The morning I woke up next to him, I still had my clothes on and my virtue intact. We lay in bed staring up at the ceiling, talking about this and that. For some reason, I jokingly asked how many children he had, not thinking there was any answer. He told me five hundred, which he then modified to three, and then told me their ages. Twenty-one. Eighteen. Two. I lay there shocked for a few seconds, but adjusted quickly and looked up at the ceiling some more. Then he mentioned Claudia and her age, again, and asked if this was scary for me. At that point he could have told me that he was married and it wouldn’t have shocked me and so, when he told me he was still married, it was par for the course.
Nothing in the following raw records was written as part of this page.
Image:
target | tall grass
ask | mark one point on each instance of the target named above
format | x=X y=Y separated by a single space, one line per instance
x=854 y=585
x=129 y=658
Claudia was born after they’d separated. They didn’t want to stay together, but they didn’t want to leave her behind.
Tim and I have now been dating for a year. His divorce papers have finally been signed and Tim is ready to ease me into the role of Daddy’s special friend. I’ve only seen Claudia twice, for a few moments in passing. Today is the third time. Our day started with her nap – her sleepy, soft self and blond braid, lying still on my bed where he’d arranged her on top of a towel over a sheet of plastic because she is learning to do without diapers. After the nap, and some playtime, we head out for a picnic at Gasworks Park, and watch the boats sliding back and forth on their tacks. The wind is warm, the sun carries the scent of blackberries. Claudia, after her short coloring session on the floor of my kitchen, is curious about everything, especially me.
We head over to the swings and the slides. I am surrounded by the normal, non-inquiring glances of children and parents. Here we are, just another family on the playground: Tim, a marked baby boomer dad with his silver and dark hair, taut legs in khaki shorts and no inhibitions, paired with me, a twenty-something version of Claudia. And Claudia, running free, easy, wild, and independent, rosy as an apricot, a gypsy child whose hair must be taken out of barrettes at her own insistence so that she can feel it in the wind. She knows the sensuality of this feeling at age three. I hold back, having never spent a full day with her, and I’m still sensitive of making my mark and upsetting the fragile ecosystem of it all. I like the two of them together, and I know that he should have this kind of carefree activity every day but doesn’t. I watch how free he is with her and how every interaction is a subtle lesson. “How many geese are over there by the stone wall?” he asks her. “Count them for me!” And she does.
At the playground I see the happy babies and parents and I wonder why I’m so ill at ease. There are so many reasons that could answer it, but they aren’t my reasons exactly, they are the reasons someone else would think of. I try them on for size. One is that I loved this when I was little and that my father was every bit as loving and attentive as Tim. Am I pining for my childhood? Next is the baby I haven’t had. This man, my lover, would love my child just as much as he loves Claudia. This idea feels tempting but in a slightly queasy way. I’m not eager to give birth. Perhaps, I think, it is because I love to watch her love him, and depend upon him with perfect confidence. Maybe it is the fact that they’re part of a family that’s breaking up but because of this little girl will still be ironclad, even if they are divorcing. Claudia gives me little looks and questioning glances, shy smiles and bold grins. She’s a tiny chameleon with flowing blond hair, wearing nothing but a shirt and panties.